A parolee, like a prisoner, is a person entitled to constitutional protection, including procedural due process. At the federal level, the construction of regulations of the Federal Parole Board presents federal questions of which we have taken cognizance. See Arciniega v. Freeman, 404 U. S. 4. At the state level, the construction of parole statutes and regulations is for the States alone, save as they implicate the Federal Constitution in which event the Supremacy Clause controls.
It is only procedural due process, required by the Fourteenth Amendment, that concerns us in the present cases. Procedural due process requires the following.
If a violation of a condition of parole is involved, rather than the commission of a new offense, there should not be an arrest of the parolee and his return to the prison or to a local jail. Rather, notice of the alleged violation should be given to the parolee and a time set for a hearing. The hearing should not be before the parole officer, as he is the one who is making the charge and “there is inherent danger in combining the functions of judge and advocate.” Jones v.

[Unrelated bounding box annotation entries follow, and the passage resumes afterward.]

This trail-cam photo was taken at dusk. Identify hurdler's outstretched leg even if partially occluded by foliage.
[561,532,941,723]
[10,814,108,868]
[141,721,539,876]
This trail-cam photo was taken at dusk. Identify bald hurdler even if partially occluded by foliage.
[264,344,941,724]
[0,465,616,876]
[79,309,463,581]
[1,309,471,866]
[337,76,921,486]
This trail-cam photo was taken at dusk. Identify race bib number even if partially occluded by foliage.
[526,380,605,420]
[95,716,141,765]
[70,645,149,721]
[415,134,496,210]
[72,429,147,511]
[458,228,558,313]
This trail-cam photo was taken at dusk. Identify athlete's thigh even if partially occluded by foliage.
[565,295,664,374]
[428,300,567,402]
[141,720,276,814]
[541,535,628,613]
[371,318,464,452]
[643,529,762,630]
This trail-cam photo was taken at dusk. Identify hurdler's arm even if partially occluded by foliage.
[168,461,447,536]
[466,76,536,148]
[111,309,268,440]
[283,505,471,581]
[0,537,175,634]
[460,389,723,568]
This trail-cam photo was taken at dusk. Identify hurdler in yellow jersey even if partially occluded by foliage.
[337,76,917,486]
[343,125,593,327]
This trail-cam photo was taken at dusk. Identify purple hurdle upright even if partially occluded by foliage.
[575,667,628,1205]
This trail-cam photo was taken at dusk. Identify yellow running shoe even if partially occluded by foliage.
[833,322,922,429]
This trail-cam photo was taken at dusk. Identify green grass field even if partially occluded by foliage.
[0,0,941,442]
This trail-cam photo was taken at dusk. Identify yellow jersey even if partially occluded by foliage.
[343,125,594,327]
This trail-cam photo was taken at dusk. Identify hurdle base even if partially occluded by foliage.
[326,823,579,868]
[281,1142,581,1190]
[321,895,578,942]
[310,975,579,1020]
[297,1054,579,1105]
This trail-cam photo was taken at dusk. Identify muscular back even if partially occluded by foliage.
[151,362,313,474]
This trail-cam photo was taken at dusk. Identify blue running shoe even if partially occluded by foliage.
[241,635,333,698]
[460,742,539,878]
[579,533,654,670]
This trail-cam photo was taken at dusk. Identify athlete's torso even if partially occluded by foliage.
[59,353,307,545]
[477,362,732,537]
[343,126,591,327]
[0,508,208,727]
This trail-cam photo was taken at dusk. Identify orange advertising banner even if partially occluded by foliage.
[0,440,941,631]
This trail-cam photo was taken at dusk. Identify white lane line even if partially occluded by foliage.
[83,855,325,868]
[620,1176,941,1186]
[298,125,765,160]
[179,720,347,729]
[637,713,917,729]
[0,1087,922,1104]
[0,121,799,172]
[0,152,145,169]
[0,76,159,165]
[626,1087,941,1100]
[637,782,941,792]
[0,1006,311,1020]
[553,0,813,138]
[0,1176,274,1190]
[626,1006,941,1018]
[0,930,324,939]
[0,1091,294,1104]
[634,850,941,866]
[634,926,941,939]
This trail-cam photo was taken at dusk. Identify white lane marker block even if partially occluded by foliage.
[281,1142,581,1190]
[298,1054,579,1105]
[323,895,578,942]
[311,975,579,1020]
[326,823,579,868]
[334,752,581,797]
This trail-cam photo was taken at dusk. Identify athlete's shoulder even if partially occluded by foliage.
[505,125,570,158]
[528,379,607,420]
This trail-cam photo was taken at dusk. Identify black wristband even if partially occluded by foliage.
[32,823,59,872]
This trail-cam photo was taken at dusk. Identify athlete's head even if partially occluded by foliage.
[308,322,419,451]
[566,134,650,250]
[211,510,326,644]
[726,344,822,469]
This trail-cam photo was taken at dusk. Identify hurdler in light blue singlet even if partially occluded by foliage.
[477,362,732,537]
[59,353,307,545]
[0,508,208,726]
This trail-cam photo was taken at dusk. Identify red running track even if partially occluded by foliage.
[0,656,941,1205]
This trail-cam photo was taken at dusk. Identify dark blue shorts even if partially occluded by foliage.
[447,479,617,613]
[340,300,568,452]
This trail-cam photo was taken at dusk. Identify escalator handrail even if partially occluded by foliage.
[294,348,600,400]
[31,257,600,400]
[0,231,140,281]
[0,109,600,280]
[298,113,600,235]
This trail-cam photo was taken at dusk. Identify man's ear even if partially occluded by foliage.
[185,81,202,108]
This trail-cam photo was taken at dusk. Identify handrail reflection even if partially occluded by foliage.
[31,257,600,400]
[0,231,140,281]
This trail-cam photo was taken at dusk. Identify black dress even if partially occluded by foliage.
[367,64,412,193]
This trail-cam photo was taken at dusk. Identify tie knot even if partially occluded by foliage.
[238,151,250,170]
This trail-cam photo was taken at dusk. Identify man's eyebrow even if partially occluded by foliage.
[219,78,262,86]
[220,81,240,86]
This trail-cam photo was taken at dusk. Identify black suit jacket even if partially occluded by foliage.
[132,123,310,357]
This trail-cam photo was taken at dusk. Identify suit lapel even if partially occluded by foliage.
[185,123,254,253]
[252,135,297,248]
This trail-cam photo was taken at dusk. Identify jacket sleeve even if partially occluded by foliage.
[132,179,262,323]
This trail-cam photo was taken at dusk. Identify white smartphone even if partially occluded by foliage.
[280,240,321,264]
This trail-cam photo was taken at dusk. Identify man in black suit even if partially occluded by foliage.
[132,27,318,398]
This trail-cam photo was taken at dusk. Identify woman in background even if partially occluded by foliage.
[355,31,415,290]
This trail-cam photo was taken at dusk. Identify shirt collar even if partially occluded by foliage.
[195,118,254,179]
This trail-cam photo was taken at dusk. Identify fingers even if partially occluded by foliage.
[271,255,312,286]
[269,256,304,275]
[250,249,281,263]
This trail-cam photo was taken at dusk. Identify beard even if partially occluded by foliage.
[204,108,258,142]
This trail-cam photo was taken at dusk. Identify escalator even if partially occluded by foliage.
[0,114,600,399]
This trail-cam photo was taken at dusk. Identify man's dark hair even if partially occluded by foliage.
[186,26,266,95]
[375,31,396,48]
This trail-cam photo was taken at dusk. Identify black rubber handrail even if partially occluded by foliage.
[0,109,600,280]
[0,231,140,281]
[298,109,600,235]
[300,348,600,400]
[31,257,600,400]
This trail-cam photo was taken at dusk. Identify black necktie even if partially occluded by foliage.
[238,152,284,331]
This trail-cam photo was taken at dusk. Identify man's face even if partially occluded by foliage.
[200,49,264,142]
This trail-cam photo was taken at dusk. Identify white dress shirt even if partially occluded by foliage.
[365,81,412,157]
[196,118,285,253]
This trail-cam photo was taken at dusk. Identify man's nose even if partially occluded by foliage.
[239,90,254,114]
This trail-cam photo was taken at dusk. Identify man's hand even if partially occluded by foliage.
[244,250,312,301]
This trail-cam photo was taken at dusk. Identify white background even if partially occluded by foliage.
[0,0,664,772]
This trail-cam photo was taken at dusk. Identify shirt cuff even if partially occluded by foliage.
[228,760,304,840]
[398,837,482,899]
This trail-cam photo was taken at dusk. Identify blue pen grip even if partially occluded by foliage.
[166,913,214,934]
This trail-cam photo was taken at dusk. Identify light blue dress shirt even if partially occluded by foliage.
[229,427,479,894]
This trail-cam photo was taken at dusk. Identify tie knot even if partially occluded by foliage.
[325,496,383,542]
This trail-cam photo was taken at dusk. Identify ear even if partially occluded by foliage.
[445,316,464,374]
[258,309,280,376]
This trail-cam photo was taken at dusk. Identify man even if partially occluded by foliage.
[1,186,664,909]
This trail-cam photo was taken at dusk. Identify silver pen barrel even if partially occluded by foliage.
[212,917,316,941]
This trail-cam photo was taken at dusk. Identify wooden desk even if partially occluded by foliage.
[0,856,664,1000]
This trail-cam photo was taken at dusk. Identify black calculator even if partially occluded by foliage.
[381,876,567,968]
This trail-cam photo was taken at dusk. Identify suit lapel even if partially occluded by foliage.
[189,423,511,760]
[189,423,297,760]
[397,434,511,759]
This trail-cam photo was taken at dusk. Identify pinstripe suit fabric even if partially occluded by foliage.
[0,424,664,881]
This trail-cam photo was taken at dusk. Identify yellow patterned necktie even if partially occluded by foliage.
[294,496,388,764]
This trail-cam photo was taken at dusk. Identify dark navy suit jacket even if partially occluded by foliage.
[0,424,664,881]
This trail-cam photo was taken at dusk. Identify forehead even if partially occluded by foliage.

Rivers, 338 F. 2d 862, 877 (CA4 1964) (Sobeloff, J., concurring). Moreover, the parolee should be entitled to counsel. See Hewett v. North Carolina, 415 F. 2d 1316, 1322-1325 (CA4 1969); People ex rel. Combs v. LaVallee, 29 App. Div. 2d 128, 286 N. Y. S. 2d 600 (1968); Perry v. Williard, 247 Ore. 145, 427 P. 2d 1020 (1967). As the Supreme Court of Oregon said in Perry v. Williard, “A hearing in which counsel is absent or is present only on behalf of one side is inherently unsatisfactory if not unfair. Counsel can see that relevant facts are brought out, vague and insubstantial allegations discounted, and irrelevancies eliminated.” Id., at 148, 427 P. 2d, at 1022. Cf. Mempa v. Rhay, 389 U. S. 128, 135.
The hearing required is not a grant of the full panoply of rights applicable to a criminal trial. But confrontation with the informer may, as Roviaro v. United States, 353 U. S. 53, illustrates, be necessary for a fair hearing and the ascertainment of the truth. The hearing is to determine the fact of parole violation. The results of the hearing would go to the parole board—or other authorized state agency—for final action, as would cases which involved voluntary admission of violations.
The rule of law is important in the stability of society. Arbitrary actions in the revocation of paroles can only impede and impair the rehabilitative aspects of modern penology. “Notice and opportunity for hearing appropriate to the nature of the case,” Boddie v. Connecticut, 401 U. S. 371, 378, are the rudiments of due process which restore faith that our society is run for the many, not the few, and that fair dealing rather than caprice will govern the affairs of men.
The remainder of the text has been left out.